One day after this website published Shabazz Stuart's clear-eyed op-ed calling for the repeal of open container laws because they often lead to racially biased policing, Assembly Member Robert Carroll of Brooklyn introduced legislation to legalize public drinking — a move that is also driven by the needs of restaurant and bar owners during the COVID-19 crisis.
"I drafted the bill back in April, but [Stuart's] op-ed articulated the issue so clearly that I felt confident that it's the right bill, so I introduced it on Monday," Carroll told Streetsblog.
"The illegality of public drinking is stupid, given that people drink wine as they listen to the Philharmonic in the park and no one gets a ticket, but someone is hanging out with their friends or buys a nutcracker from a vendor on the beach and gets a ticket?"
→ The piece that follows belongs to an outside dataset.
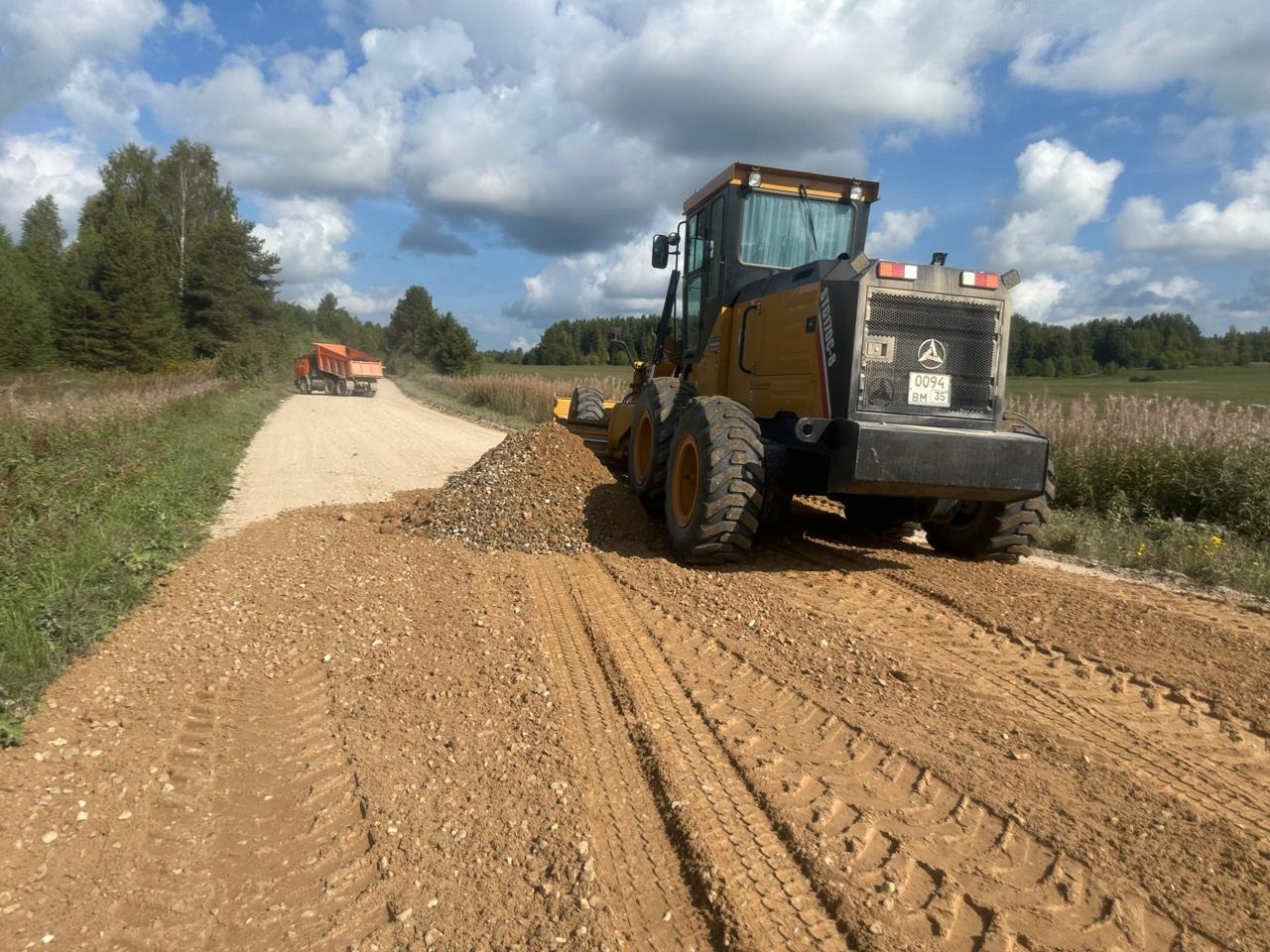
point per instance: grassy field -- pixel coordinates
(107, 481)
(1169, 474)
(1243, 386)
Initially, Carroll said he was inspired to act after the governor allowed restaurants and bars to offer take-out booze earlier in the crisis to help the eateries stay in business. As the weather improved, of course, areas around restaurants — and whole roadways like St. Marks Place in the East Village — became stand-up beer gardens. (Prompting the governor to tweet, "Don't make me come down there.")
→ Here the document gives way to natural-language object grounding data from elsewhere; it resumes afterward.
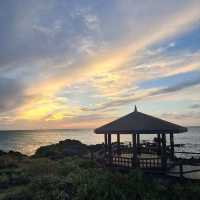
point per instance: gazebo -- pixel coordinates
(158, 156)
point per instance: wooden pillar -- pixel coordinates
(134, 161)
(159, 143)
(138, 142)
(163, 152)
(105, 144)
(172, 145)
(109, 150)
(118, 144)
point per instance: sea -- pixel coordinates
(28, 141)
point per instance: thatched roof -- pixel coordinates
(137, 122)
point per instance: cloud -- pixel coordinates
(195, 106)
(52, 47)
(11, 94)
(148, 93)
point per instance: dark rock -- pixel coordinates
(63, 149)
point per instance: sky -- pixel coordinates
(80, 64)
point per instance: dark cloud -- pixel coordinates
(11, 94)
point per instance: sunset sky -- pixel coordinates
(82, 63)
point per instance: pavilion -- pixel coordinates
(137, 123)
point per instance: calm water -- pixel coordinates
(28, 141)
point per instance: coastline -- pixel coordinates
(65, 171)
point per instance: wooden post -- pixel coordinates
(105, 144)
(138, 142)
(181, 170)
(159, 143)
(134, 160)
(172, 145)
(163, 152)
(109, 150)
(118, 144)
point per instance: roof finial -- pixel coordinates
(135, 109)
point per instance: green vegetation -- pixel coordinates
(76, 178)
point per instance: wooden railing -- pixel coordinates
(145, 163)
(119, 161)
(150, 163)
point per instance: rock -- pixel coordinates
(63, 149)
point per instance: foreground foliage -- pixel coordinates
(24, 178)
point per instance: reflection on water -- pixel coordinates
(28, 141)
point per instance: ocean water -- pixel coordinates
(28, 141)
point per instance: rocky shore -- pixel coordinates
(65, 171)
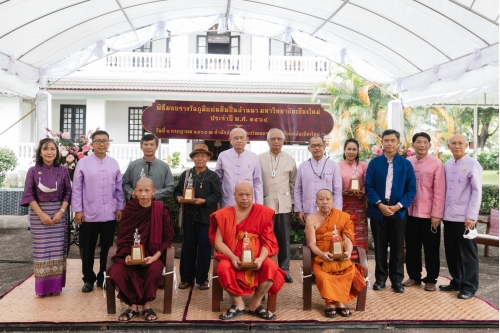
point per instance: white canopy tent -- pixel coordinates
(417, 45)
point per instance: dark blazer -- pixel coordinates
(404, 187)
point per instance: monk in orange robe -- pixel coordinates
(338, 280)
(228, 227)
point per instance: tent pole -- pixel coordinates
(475, 133)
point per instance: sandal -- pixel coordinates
(148, 313)
(331, 312)
(184, 285)
(344, 312)
(262, 315)
(128, 314)
(232, 314)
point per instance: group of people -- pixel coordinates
(248, 201)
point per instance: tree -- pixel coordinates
(358, 107)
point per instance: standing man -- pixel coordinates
(236, 165)
(278, 175)
(97, 201)
(425, 214)
(151, 167)
(196, 248)
(318, 172)
(390, 187)
(461, 208)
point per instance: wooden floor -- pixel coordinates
(193, 306)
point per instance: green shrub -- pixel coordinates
(8, 162)
(488, 160)
(490, 199)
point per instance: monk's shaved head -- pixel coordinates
(145, 182)
(243, 186)
(243, 195)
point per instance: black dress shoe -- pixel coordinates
(448, 288)
(87, 287)
(465, 295)
(398, 288)
(379, 285)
"Now he and the mayor are talking about issuing violations to bars and restaurants, but the real answer is to make public drinking legal and to create open streets where people can do it safely," Carroll said. "That's a better solution in the short term than to reopen bars and restaurants for indoor drinking."
But central to Carroll's bill is the issue of combatting overpolicing, which was the point of Stuart's op-ed.
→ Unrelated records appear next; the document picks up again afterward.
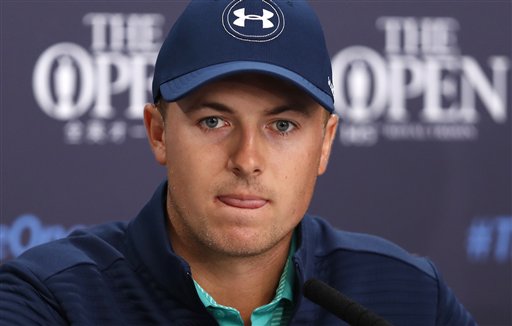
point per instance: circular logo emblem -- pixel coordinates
(253, 21)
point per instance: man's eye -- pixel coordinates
(213, 123)
(283, 126)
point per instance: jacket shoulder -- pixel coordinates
(331, 240)
(99, 245)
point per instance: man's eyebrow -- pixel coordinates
(301, 109)
(209, 105)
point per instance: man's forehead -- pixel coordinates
(274, 86)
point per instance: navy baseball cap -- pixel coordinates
(217, 38)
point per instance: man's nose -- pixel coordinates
(246, 154)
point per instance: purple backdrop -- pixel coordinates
(422, 158)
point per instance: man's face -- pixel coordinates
(242, 156)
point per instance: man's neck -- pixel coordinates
(243, 283)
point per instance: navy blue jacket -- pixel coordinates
(127, 274)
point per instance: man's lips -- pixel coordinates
(243, 201)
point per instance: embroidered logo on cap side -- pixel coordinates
(253, 21)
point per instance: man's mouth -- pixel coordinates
(243, 201)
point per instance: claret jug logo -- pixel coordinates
(253, 21)
(423, 88)
(79, 86)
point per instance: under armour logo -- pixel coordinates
(242, 17)
(264, 28)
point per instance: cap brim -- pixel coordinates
(177, 88)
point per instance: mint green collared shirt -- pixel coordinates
(277, 312)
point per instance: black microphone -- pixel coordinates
(338, 304)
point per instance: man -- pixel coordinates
(243, 121)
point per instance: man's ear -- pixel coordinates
(330, 132)
(155, 130)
"We know that the city is policed in different ways, and that, for instance, Black and Latino men are overpoliced," Carroll said. "As you reported, something like 99 percent of the jaywalking tickets went to Blacks and Latinos.
"A small violation gives cops legal cause to stop them, so my bill would give police one less reason to stop people," he said.
Stuart agreed.
"This is a really important and reasonable first step," said Stuart, who runs Oonee, the bike parking company and has been consulting with the restaurant industry. "Laws should react to topical context of the time and this accomplishes that, and more importantly reduces the potential for selective enforcement in communities of color. When the pandemic ends, I hope the city leadership will have a real conversation about the usefulness of open container laws considering their limited effect on vice, contribution to systematically racist policing and negative impacts on business."
Carroll's bill — if it becomes law — would be in effect for the duration of the state disaster emergency executive order. But Carroll said it should be made permanent.
"If we don’t change this law it is inevitable that the police will disproportionately enforce open container laws on the young and Black and brown New Yorkers," he said. "This is a smart common-sense policy."